Ever since I was a young man, I’ve had the brain of a golden retriever. No, I don’t mean that metaphorically like when The Intolerant Left intolerantly pokes fun at my quizzical head tilts and feigned naivety. No, I mean that when I was about thirteen years old, a terrible accident befell me in which I literally exchanged brains with a dog. It’s a long story that I won’t bore you with now, but suffice it to say that it took years to learn human speech again and I think filling this small brain up with things like human speech and an incredible amount of racism has caused some other things to get collapsed together. Why am I telling you this? Because I respect you, and I believe you deserve to know the truth, unlike Joe Biden who wants to do nothing but lie to you and make your candy non-binary and give it to immigrants.
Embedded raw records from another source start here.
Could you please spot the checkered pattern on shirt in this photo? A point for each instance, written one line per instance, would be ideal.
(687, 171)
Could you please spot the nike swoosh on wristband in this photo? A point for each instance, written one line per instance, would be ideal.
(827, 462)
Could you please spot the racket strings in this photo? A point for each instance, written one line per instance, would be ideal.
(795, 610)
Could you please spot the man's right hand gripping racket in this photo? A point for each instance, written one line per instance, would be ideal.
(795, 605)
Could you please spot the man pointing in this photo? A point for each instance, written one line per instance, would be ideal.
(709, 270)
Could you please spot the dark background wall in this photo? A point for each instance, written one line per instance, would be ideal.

Ever since I was a young man, I’ve wanted to fuck the Laffy Taffy. That’s right. I’m tired of living in fear of Cancel Culture and I won’t hide it anymore. When I have a mouthful of that succulent stuff, I go absolutely wild. When I see the Green M&M strutting down the catwalk in those seductive boots, I can’t stop my mouth from watering and soaking my Tempur-Pedic dog bed all the way through. Or at least, I used to. Before The Woke Mob took that from me. Took that from all of us. A proud American tradition callously wiped away overnight. I look at these new M&Ms and I’m barely able to maintain an erection. My stomach turns as I masturbate furiously, choking myself with what I pretend are the brown M&M’s nylons. I can’t even finish. That new heel she wears is barely flirtatious at all. It’s just not worth it anymore. This is Joe Biden’s America, and if we don’t stop him now, it might not be anyone’s America after him, because there simply won’t be one left.

Ever since I was a young man, *involuntary nazi salute*.

Ed. Note. Tucker Carlson was sadly put down immediately after publishing this article. The veterinarians said he was simply too god damned stupid to live.